The swain consented, and at bed-time she retired
with the gift under her arm. In the light of her
bedroom candle Marguerite hung not in greater
ecstasy over the jewel-casket than hung Zuleika
over the box of tricks. She clasped her hands
over the tremendous possibilities it held for her — manumission
from her bondage, wealth, fame,
power. Stealthily, so soon as the house slumbered,
she packed her small outfit, embedding
therein the precious gift. Noiselessly, she shut
the lid of her trunk, corded it, shouldered it,
stole down the stairs with it. Outside — how that
chain had grated! and her shoulder, how it was
aching! — she soon found a cab. She took a
night's sanctuary in some railway-hotel. Next
day, she moved into a small room in a lodging-house
off the Edgware Road, and there for a
whole week she was sedulous in the practice of
her tricks. Then she inscribed her name on the
books of a "Juvenile Party Entertainments
Agency."
The Christmas holidays were at hand, and before
long she got an engagement. It was a great
evening for her. Her repertory was, it must be
confessed, old and obvious; but the children, in
deference to their hostess, pretended not to know
how the tricks were done, and assumed their prettiest
airs of wonder and delight. One of them
even pretended to be frightened, and was led
howling from the room. In fact, the whole thing
went off splendidly. The hostess was charmed,
and told Zuleika that a glass of lemonade would
be served to her in the hall. Other engagements
soon followed. Zuleika was very, very happy.
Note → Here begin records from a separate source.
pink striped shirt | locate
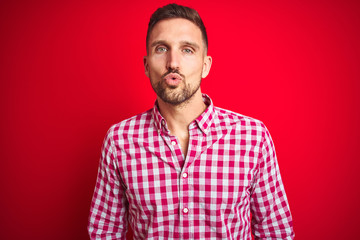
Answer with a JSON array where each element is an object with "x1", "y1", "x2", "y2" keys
[{"x1": 88, "y1": 94, "x2": 294, "y2": 240}]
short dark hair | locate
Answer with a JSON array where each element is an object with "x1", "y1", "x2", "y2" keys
[{"x1": 146, "y1": 3, "x2": 208, "y2": 52}]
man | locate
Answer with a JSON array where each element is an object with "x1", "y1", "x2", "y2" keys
[{"x1": 88, "y1": 4, "x2": 294, "y2": 239}]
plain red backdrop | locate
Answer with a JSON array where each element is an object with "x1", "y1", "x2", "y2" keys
[{"x1": 0, "y1": 0, "x2": 360, "y2": 240}]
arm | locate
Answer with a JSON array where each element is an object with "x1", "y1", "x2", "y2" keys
[
  {"x1": 88, "y1": 129, "x2": 128, "y2": 239},
  {"x1": 250, "y1": 126, "x2": 295, "y2": 239}
]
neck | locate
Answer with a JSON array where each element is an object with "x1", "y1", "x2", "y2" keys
[{"x1": 158, "y1": 89, "x2": 206, "y2": 135}]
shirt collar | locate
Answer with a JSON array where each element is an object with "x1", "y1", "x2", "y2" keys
[{"x1": 152, "y1": 94, "x2": 215, "y2": 135}]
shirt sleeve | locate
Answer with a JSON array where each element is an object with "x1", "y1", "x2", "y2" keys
[
  {"x1": 250, "y1": 126, "x2": 295, "y2": 239},
  {"x1": 88, "y1": 129, "x2": 128, "y2": 239}
]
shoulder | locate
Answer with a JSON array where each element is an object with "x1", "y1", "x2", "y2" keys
[
  {"x1": 106, "y1": 109, "x2": 153, "y2": 141},
  {"x1": 214, "y1": 107, "x2": 267, "y2": 131}
]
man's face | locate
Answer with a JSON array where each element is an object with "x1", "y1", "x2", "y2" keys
[{"x1": 144, "y1": 18, "x2": 211, "y2": 105}]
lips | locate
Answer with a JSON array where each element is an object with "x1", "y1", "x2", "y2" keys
[{"x1": 164, "y1": 73, "x2": 182, "y2": 86}]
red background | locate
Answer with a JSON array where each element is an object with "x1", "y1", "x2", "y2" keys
[{"x1": 0, "y1": 0, "x2": 360, "y2": 240}]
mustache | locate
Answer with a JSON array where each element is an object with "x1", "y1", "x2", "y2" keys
[{"x1": 161, "y1": 69, "x2": 185, "y2": 79}]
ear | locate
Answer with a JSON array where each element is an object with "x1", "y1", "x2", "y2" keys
[
  {"x1": 201, "y1": 56, "x2": 212, "y2": 78},
  {"x1": 144, "y1": 56, "x2": 149, "y2": 77}
]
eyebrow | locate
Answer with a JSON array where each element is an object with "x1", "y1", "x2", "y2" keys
[{"x1": 150, "y1": 40, "x2": 200, "y2": 49}]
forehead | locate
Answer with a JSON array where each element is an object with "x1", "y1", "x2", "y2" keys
[{"x1": 149, "y1": 18, "x2": 202, "y2": 46}]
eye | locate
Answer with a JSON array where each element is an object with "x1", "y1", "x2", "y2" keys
[
  {"x1": 183, "y1": 48, "x2": 194, "y2": 54},
  {"x1": 155, "y1": 47, "x2": 167, "y2": 53}
]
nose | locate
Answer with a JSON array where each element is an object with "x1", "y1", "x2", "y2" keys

I cannot claim for her that she had a genuine
passion for her art. The true conjurer finds his
guerdon in the consciousness of work done perfectly
and for its own sake. Lucre and applause
are not necessary to him. If he were set down,
with the materials of his art, on a desert island,
he would yet be quite happy. He would not
cease to produce the barber's-pole from his
mouth. To the indifferent winds he would still
speak his patter, and even in the last throes of
starvation would not eat his live rabbit or his
gold-fish. Zuleika, on a desert island, would
have spent most of her time in looking for a
man's foot-print. She was, indeed, far too human
a creature to care much for art. I do not say
that she took her work lightly. She thought she
had genius, and she liked to be told that this
was so. But mainly she loved her work as a
means of mere self-display. The frank admiration
which, into whatsoever house she entered,
the grown-up sons flashed on her; their eagerness
to see her to the door; their impressive way of
putting her into her omnibus — these were the
things she revelled in. She was a nymph to
whom men's admiration was the greater part of
life. By day, whenever she went into the streets,
she was conscious that no man passed her without
a stare; and this consciousness gave a sharp
zest to her outings. Sometimes she was followed
to her door — crude flattery which she was too
innocent to fear. Even when she went into the
haberdasher's to make some little purchase of
tape or riband, or into the grocer's — for she was
an epicure in her humble way — to buy a tin of
potted meat for her supper, the homage of the
young men behind the counter did flatter and
exhilarate her. As the homage of men became
for her, more and more, a matter of course, the
more subtly necessary was it to her happiness.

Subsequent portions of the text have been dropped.